Coming full circle I see the G11 (and all the copycat cameras that are sure to come) to be a change that reduces the weight and structure of photography making the process more transparent. The hope is that this will push down the formalist restrictions of the process and free up the vision of the user.

I used to be a camera snob until I set up some lights and a 14 megapixel SLR in a mixed light set up and looked at the previewed image on the back of the camera. One of my clients took a shot with his iPhone. The iPhone snapshot looked better. Now I'm up for anything that works.

I mentioned a project I worked on earlier in the year using a point and shoot camera. It was for a client who need some landscape imagery for use on a web site. I shot wild flowers and roadways and overpasses and landscapes. One day I shot everything with a Canon SX10 camera. The 28mm equivalent lens on a 7mm sensor gave me sharp and detailed focus on flower right in front of my face and kept the monolithic road constructions a hundred feet away very sharp.
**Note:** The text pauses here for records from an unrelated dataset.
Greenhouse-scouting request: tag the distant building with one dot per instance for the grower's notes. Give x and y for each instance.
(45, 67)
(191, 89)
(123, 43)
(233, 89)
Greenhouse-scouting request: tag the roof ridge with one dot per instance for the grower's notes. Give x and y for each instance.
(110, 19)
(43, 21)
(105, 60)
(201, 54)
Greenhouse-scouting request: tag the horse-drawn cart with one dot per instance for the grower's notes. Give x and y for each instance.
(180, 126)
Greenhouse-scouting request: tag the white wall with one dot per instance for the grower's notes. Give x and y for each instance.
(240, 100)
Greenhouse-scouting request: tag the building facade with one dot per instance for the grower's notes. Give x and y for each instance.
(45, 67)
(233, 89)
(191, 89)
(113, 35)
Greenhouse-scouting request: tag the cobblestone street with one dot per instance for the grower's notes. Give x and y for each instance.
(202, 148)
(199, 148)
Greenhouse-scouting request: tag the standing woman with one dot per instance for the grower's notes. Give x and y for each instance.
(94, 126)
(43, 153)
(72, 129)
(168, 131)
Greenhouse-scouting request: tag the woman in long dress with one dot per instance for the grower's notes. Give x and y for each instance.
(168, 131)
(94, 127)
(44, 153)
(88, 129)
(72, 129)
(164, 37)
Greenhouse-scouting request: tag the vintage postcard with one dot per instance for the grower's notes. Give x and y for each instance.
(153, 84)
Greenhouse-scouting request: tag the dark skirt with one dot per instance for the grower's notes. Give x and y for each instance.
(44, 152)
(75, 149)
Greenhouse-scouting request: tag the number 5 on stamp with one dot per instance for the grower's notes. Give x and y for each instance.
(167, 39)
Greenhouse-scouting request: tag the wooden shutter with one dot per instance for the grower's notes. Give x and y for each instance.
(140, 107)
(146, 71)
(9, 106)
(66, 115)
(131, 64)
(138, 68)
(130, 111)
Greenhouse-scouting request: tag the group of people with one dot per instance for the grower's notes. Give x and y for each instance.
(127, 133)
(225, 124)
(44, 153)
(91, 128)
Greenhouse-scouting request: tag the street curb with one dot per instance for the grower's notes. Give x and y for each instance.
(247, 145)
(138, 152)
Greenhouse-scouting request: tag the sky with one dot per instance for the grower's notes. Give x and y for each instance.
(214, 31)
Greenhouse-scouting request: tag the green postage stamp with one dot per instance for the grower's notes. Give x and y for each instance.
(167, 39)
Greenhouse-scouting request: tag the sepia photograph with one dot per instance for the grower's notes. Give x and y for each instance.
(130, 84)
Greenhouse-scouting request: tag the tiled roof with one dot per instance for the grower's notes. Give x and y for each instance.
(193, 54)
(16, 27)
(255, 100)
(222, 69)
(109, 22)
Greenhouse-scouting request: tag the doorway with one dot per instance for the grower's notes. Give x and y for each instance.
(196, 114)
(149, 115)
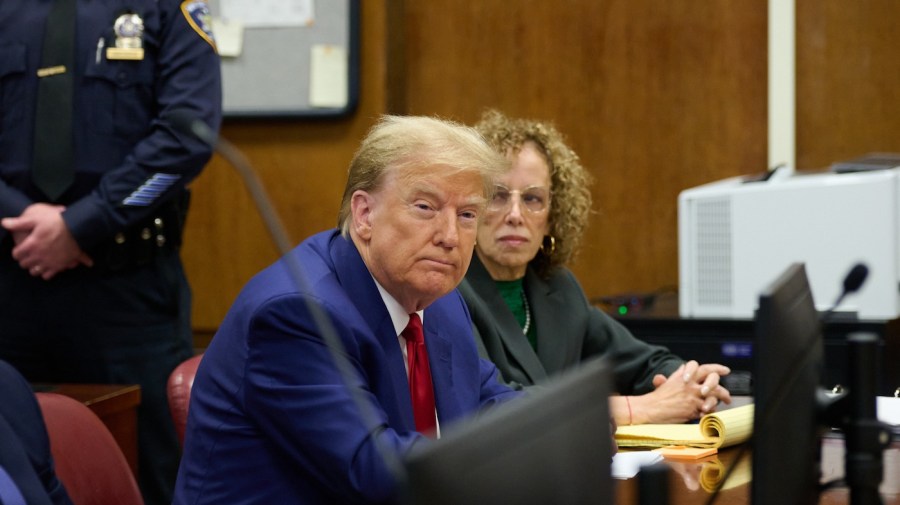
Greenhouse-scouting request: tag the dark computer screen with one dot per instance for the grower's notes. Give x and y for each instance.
(552, 447)
(787, 366)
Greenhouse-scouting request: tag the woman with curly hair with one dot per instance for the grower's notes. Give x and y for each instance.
(532, 319)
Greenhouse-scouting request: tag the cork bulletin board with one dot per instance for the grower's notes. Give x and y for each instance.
(292, 58)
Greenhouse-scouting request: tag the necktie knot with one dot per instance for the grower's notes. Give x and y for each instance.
(413, 332)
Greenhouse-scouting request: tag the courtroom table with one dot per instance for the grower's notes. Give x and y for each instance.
(115, 405)
(687, 488)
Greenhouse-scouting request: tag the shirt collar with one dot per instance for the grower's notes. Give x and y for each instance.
(399, 316)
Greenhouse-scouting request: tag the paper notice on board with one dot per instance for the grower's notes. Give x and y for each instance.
(268, 13)
(328, 76)
(229, 37)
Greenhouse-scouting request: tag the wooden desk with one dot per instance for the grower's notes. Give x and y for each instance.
(687, 488)
(115, 405)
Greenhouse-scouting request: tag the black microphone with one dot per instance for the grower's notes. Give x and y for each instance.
(186, 122)
(853, 281)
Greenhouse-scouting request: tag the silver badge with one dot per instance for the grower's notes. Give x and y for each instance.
(129, 29)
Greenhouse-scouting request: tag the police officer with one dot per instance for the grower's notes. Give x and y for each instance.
(91, 283)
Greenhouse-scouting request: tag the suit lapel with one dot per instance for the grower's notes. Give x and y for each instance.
(506, 325)
(548, 309)
(353, 275)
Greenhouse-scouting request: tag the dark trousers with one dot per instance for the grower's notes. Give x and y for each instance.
(94, 325)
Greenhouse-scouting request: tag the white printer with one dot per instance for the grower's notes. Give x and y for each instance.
(735, 236)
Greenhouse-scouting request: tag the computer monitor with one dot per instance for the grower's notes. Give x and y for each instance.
(788, 359)
(553, 446)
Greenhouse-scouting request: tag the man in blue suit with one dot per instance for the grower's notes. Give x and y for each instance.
(26, 467)
(272, 420)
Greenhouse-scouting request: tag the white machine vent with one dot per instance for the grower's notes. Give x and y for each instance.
(714, 252)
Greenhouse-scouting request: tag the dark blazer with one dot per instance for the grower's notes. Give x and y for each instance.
(569, 330)
(24, 445)
(270, 418)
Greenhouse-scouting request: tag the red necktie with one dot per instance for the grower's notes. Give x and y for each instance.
(420, 388)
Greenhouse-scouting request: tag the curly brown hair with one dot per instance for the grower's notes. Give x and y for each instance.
(570, 205)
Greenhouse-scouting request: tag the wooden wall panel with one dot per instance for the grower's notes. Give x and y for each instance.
(848, 80)
(656, 97)
(303, 164)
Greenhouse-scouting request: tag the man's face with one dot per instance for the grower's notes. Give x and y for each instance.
(416, 233)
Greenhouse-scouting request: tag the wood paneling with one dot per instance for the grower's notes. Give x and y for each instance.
(303, 164)
(848, 80)
(656, 97)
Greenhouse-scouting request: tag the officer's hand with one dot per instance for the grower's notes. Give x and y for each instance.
(44, 245)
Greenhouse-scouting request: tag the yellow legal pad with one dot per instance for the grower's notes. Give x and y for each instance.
(719, 429)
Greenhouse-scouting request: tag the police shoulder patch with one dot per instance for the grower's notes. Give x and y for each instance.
(197, 14)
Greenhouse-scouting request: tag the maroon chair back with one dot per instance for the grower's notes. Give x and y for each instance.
(88, 461)
(179, 391)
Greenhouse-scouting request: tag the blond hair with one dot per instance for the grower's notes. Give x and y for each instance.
(410, 142)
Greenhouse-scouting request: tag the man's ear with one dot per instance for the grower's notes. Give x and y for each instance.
(362, 205)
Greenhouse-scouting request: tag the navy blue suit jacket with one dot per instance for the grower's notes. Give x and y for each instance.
(24, 446)
(271, 420)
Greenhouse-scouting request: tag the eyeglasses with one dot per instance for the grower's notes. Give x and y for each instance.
(534, 199)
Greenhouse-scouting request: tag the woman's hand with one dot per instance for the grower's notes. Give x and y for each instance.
(690, 392)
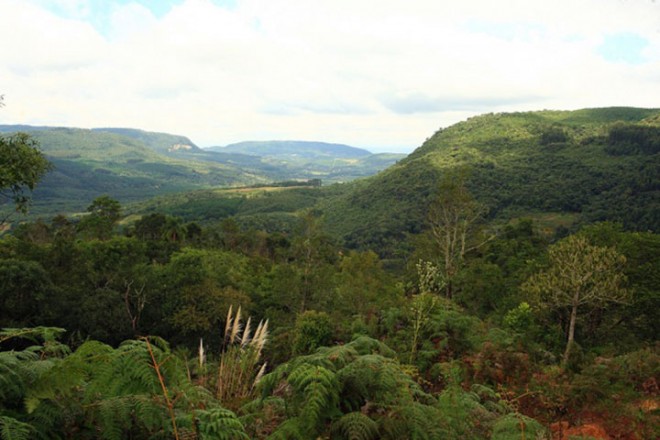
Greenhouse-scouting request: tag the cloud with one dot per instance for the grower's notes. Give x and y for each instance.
(349, 71)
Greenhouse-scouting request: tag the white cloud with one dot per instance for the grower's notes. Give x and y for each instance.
(378, 75)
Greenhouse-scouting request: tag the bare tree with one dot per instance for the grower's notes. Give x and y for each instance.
(454, 219)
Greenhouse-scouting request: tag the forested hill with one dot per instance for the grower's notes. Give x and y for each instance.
(561, 168)
(304, 149)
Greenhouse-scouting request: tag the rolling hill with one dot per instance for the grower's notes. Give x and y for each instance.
(297, 149)
(562, 168)
(134, 165)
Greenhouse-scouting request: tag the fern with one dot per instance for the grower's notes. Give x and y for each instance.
(12, 429)
(355, 426)
(220, 424)
(320, 392)
(291, 429)
(415, 421)
(515, 426)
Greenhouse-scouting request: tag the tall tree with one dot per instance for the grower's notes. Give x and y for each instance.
(454, 218)
(104, 213)
(579, 274)
(22, 166)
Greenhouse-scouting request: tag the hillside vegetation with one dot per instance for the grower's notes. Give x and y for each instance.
(416, 304)
(562, 168)
(134, 165)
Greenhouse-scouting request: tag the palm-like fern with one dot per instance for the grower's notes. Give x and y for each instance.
(139, 390)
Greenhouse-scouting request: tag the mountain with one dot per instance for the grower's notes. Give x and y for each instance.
(294, 149)
(133, 165)
(161, 142)
(313, 160)
(89, 163)
(561, 168)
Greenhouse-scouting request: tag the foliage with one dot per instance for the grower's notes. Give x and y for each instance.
(312, 330)
(139, 390)
(580, 274)
(22, 167)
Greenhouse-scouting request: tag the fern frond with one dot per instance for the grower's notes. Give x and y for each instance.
(516, 425)
(319, 389)
(12, 429)
(366, 345)
(291, 429)
(221, 424)
(415, 421)
(355, 426)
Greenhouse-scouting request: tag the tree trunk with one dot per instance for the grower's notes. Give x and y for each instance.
(571, 335)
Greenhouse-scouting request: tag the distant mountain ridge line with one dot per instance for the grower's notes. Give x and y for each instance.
(292, 147)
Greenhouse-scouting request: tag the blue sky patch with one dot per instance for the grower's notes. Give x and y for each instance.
(623, 48)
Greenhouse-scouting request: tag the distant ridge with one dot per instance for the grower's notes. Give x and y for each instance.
(302, 149)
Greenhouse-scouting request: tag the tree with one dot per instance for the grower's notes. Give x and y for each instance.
(453, 220)
(579, 274)
(22, 166)
(104, 213)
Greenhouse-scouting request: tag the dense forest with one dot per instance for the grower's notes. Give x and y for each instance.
(502, 282)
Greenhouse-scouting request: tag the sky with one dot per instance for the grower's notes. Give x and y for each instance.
(377, 74)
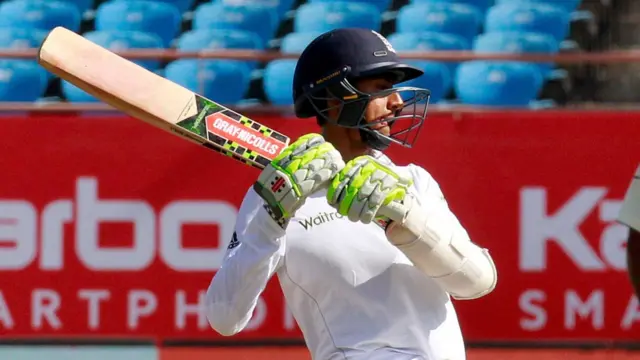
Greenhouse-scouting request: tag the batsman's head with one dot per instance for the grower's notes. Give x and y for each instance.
(348, 77)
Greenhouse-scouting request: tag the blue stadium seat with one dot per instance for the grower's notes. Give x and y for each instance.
(39, 14)
(22, 81)
(430, 41)
(281, 6)
(21, 38)
(482, 5)
(209, 39)
(323, 17)
(437, 78)
(82, 5)
(382, 5)
(449, 18)
(223, 81)
(278, 81)
(528, 17)
(568, 5)
(261, 20)
(502, 84)
(520, 43)
(296, 42)
(128, 40)
(182, 5)
(154, 17)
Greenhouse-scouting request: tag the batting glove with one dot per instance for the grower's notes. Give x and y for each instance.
(366, 190)
(302, 168)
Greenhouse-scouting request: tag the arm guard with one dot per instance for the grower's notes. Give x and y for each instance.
(439, 246)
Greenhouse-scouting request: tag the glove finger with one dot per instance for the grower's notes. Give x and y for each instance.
(362, 209)
(297, 149)
(341, 183)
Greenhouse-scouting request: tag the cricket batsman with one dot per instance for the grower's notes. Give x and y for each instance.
(630, 216)
(367, 252)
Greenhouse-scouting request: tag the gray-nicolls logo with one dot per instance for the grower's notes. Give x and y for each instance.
(319, 219)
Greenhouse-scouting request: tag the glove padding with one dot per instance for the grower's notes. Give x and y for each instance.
(365, 190)
(302, 168)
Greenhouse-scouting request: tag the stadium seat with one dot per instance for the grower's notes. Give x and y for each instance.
(528, 17)
(449, 18)
(21, 38)
(518, 42)
(568, 5)
(209, 39)
(82, 5)
(430, 41)
(482, 5)
(128, 40)
(22, 81)
(382, 5)
(225, 81)
(154, 17)
(501, 84)
(278, 81)
(323, 17)
(39, 14)
(437, 78)
(296, 42)
(182, 5)
(261, 20)
(281, 6)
I shot with the P&S because the work was supposed to be used only on a website. The client called and got permission to use them in another project. My client is a ten year veteran of the business and can read files as well as I do in PhotoShop. Her monitor is as well calibrated as mine. If she looked at the image at 100% and found it usable I certainly wasn't going to question her judgement. Bottom line? The image looked great on a spread in an annual report printed on glossy stock. Really great.

I'm buying two of the G11's (cameras should always travel in pairs.....) and I intend to use them for any professional job I come across that would be improved by their unique properties. In fact, with the exception of jobs that call for very narrow depth of field looks I can think of few instances where the cameras would not be competent.

Finally, I sat with a photographer this afternoon who has done much work in Europe for National Geographic Traveler. He was showing me a story about shooting London with cameras that cost under $1,000. His camera of choice (this was a few years ago) was a Sony V3. His work was wonderful. Street shots full of movement. Challenging lighting. Interior shots. Even great dusk shots.

He had hedged his bets by shooting some shots with a Canon 1DS camera (state of the art at the time). While the bigger camera was better at very high apertures most of the street scenes and general images were equally good on either camera.

It's a brave new world. It's time to be brave about separating our perceptions about cameras from our intentions about art. I'd love to hear from people who are shooting professionally with cameras like the G10.